Aliento el desaliento cuando las cucarachas sortean los pináculos de oro para llegar a su nido.
Aliento el desaliento en las tardes tristes y azules de sinfonías chirriantemente sordas.
Aliento el desaliento si me miras fijamente detrás del globo ocular sin ver.
Aliento el desaliento sin desaliento.
Con una chispa encontrada en lo más recóndito de la sintaxis vulgar de un diminuto cajón neuronal que se golpea una y otra vez, una y otra vez, una y otra vez.
Desparramo las virtudes sin desplegar la baraja completa, sin hallar los ases, no, no existen,
somos caballos podencos atados por una yunta interminable tallada por un escultor grosero y decadente.
Omitir la regla, generar orgías, meterte en un barril para buscar el hedonismo y sólo encontrar tu puta jeta demacrada por el tiempo.
Notas, notas, notas, notas, notas, notas, notas descarriadas que van directas a un abismo prostibular mecido por las olas en una partitura incierta donde las pirañas muerden,
a pequeños bocados, pero sin cesar,
destruyendo lo indestructible y tragándose hasta el último gramo de tu mierda.
Agua, rodeado de agua,
salada, desoxigenada, impura, impía, gaseosa, débil, turbia, muy marrón; pero rodeado.

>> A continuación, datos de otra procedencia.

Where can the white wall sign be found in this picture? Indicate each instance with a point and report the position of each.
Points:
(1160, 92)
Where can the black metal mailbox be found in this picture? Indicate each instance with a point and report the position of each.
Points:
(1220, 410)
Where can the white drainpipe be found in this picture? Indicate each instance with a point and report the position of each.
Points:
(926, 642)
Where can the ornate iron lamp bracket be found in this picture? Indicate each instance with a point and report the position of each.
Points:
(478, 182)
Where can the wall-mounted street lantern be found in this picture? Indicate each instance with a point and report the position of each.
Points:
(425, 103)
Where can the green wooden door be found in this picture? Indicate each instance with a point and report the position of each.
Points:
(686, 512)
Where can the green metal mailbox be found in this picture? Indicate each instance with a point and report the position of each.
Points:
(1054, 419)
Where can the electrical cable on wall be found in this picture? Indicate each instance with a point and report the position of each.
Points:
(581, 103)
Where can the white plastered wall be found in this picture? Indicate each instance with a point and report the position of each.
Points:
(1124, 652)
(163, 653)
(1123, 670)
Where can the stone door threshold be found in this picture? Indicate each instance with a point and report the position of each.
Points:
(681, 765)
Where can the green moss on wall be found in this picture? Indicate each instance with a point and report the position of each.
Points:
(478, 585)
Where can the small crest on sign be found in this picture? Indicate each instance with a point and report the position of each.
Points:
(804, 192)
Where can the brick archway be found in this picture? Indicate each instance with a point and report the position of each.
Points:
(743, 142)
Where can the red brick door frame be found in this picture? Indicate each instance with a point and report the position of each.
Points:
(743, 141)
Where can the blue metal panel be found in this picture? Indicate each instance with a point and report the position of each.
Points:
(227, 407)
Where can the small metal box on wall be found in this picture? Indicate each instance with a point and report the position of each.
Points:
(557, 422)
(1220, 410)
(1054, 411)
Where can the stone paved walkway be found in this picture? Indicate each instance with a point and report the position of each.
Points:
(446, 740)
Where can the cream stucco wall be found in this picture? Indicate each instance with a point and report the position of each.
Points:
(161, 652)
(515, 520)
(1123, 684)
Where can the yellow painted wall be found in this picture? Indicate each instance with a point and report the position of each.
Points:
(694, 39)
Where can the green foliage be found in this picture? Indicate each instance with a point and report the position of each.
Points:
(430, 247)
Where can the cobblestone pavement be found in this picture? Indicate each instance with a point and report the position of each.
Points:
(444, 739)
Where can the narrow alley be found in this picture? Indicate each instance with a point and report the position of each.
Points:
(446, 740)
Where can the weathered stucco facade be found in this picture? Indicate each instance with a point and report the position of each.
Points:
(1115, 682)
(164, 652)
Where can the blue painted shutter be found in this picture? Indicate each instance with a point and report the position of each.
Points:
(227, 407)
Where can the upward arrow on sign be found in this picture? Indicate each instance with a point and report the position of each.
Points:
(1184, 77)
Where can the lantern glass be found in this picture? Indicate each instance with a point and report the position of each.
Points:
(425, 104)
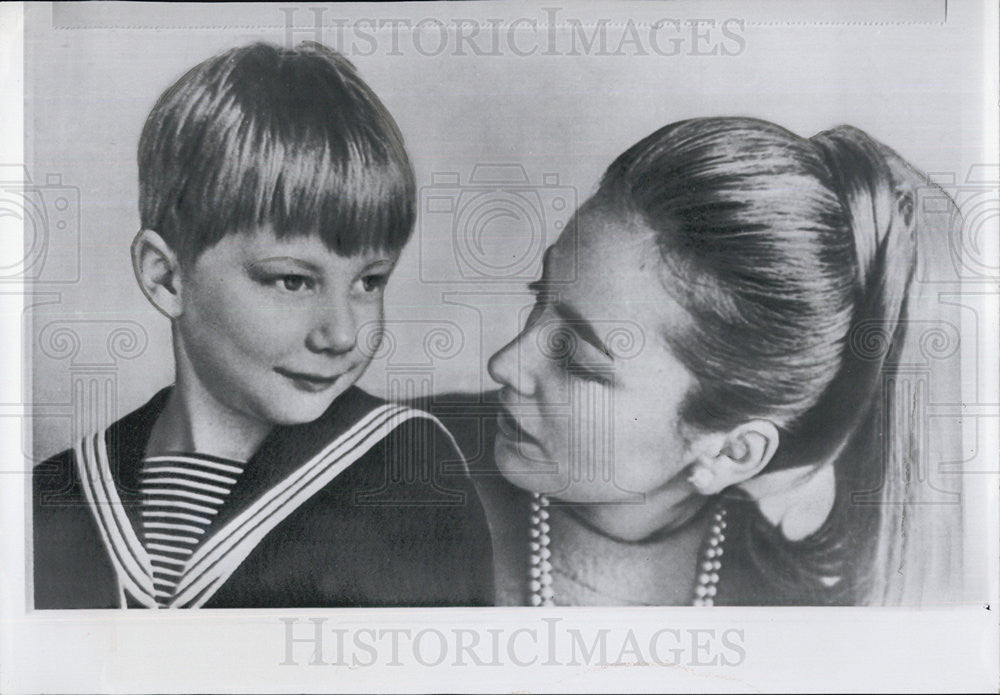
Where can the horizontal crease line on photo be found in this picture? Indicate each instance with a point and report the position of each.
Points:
(503, 25)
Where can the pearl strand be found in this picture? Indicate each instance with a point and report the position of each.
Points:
(540, 579)
(711, 562)
(540, 570)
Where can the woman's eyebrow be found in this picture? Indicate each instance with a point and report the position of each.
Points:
(581, 326)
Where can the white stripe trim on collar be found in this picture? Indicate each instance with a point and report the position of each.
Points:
(212, 565)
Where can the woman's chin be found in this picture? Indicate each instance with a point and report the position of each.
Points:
(521, 464)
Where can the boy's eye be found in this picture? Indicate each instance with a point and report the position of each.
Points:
(374, 282)
(295, 283)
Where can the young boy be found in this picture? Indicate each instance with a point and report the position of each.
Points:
(275, 197)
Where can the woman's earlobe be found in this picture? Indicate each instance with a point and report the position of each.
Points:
(742, 453)
(157, 271)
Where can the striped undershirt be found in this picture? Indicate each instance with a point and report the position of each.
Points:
(182, 495)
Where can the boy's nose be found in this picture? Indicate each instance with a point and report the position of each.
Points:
(336, 332)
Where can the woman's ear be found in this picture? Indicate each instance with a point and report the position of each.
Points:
(734, 457)
(158, 272)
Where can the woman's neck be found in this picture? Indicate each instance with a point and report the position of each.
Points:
(657, 513)
(193, 420)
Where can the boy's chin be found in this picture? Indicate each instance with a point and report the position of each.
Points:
(304, 409)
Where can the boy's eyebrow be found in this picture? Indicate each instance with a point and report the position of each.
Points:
(291, 259)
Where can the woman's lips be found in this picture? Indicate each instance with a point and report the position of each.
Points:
(311, 383)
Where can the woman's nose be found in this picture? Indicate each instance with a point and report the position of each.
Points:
(508, 367)
(336, 331)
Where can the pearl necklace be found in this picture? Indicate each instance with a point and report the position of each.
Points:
(540, 569)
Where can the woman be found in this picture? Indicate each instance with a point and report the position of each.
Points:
(706, 403)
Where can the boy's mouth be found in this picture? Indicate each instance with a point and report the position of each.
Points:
(312, 383)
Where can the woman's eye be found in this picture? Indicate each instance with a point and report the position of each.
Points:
(295, 283)
(373, 283)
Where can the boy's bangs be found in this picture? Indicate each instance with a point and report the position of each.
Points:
(293, 141)
(350, 186)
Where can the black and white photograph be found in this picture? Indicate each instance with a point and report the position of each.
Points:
(500, 346)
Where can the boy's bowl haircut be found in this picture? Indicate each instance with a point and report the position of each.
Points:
(263, 136)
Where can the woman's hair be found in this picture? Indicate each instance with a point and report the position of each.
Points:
(792, 258)
(261, 136)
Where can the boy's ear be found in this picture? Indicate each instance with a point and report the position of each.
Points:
(734, 457)
(158, 272)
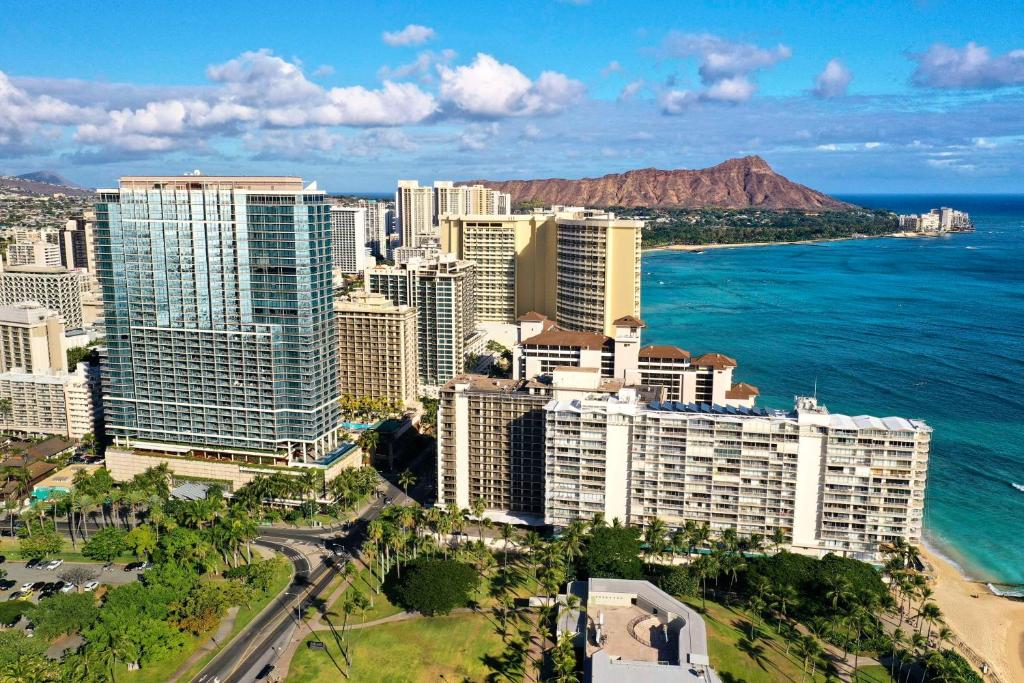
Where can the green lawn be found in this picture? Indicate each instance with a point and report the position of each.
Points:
(9, 548)
(162, 671)
(877, 674)
(737, 658)
(424, 649)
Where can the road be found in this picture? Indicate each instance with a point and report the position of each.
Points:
(263, 639)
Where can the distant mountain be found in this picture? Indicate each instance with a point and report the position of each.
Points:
(736, 183)
(49, 177)
(43, 182)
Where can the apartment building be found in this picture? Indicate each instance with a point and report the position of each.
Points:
(377, 348)
(32, 338)
(834, 482)
(77, 245)
(34, 252)
(348, 239)
(544, 345)
(579, 266)
(491, 438)
(414, 207)
(55, 288)
(48, 402)
(441, 290)
(219, 312)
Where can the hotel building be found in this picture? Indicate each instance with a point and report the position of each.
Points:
(377, 348)
(32, 338)
(348, 239)
(55, 288)
(219, 312)
(579, 266)
(441, 290)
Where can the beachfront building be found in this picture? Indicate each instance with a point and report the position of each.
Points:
(55, 288)
(32, 338)
(219, 312)
(441, 290)
(377, 348)
(348, 239)
(833, 482)
(576, 265)
(48, 401)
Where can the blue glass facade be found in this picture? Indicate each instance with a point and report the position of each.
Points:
(219, 314)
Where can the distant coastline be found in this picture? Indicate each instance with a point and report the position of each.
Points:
(743, 245)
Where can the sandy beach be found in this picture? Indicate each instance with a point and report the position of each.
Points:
(741, 245)
(993, 627)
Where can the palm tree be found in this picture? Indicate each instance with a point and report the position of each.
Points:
(407, 479)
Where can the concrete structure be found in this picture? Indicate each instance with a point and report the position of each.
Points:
(32, 338)
(543, 345)
(414, 208)
(441, 289)
(36, 252)
(48, 402)
(219, 313)
(55, 288)
(579, 266)
(377, 348)
(189, 465)
(77, 243)
(633, 632)
(348, 239)
(833, 482)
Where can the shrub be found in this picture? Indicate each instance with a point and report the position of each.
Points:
(432, 586)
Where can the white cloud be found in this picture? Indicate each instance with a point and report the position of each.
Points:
(971, 67)
(477, 136)
(489, 88)
(720, 58)
(833, 81)
(414, 34)
(735, 89)
(630, 90)
(612, 68)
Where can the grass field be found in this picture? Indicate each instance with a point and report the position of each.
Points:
(738, 659)
(162, 671)
(420, 650)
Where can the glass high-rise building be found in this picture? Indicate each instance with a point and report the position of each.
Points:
(220, 332)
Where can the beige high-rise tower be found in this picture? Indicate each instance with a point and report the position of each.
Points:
(579, 266)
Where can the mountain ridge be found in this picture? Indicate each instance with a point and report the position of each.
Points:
(735, 183)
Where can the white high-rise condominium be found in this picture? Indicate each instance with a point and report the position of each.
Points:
(414, 212)
(348, 239)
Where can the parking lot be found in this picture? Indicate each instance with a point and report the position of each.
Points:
(19, 574)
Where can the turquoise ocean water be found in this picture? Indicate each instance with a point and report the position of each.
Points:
(930, 329)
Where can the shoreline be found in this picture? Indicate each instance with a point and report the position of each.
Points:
(990, 625)
(745, 245)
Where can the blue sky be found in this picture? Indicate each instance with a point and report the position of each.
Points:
(847, 97)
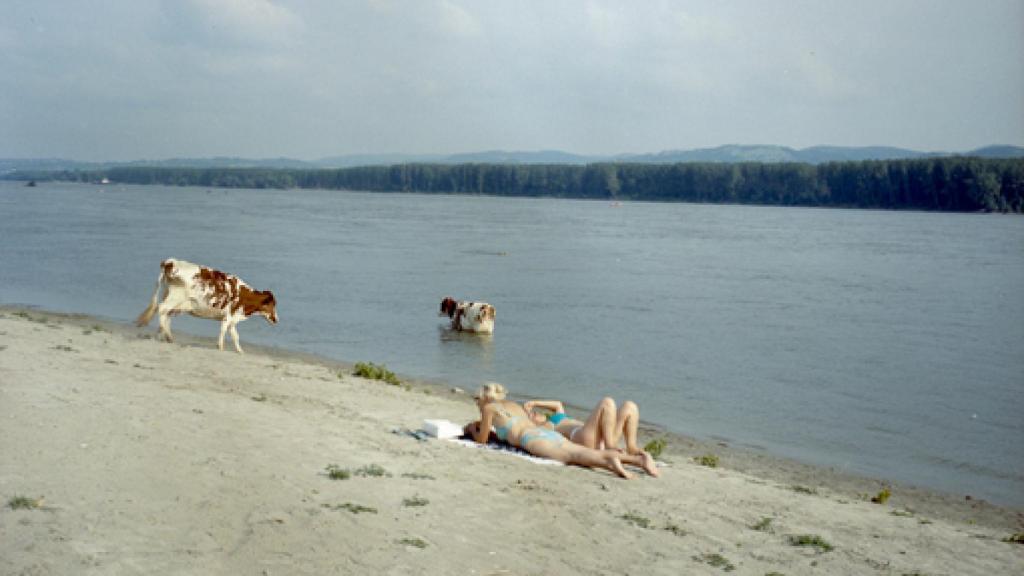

Subido a tu atalaya de corales con esqueleto córneo y flexible, con los pólipos llenos de erizos punzantes, bamboleado por una maquinaria de engranajes corridos por el salitre,
buscas tres en uno desesperadamente para desatascar esa cinta sin fin,
por fin,
una lemniscata donde corretean las hormigas, queriendo ser una de ellas,
queriendo ser Ferdinand Moebius,
y no, de nuevo no, no existe,
sólo existe lo que existe.
Aliento el desaliento, que se transforma, que lo chupas y lo escupes, y lo vuelves a chupar.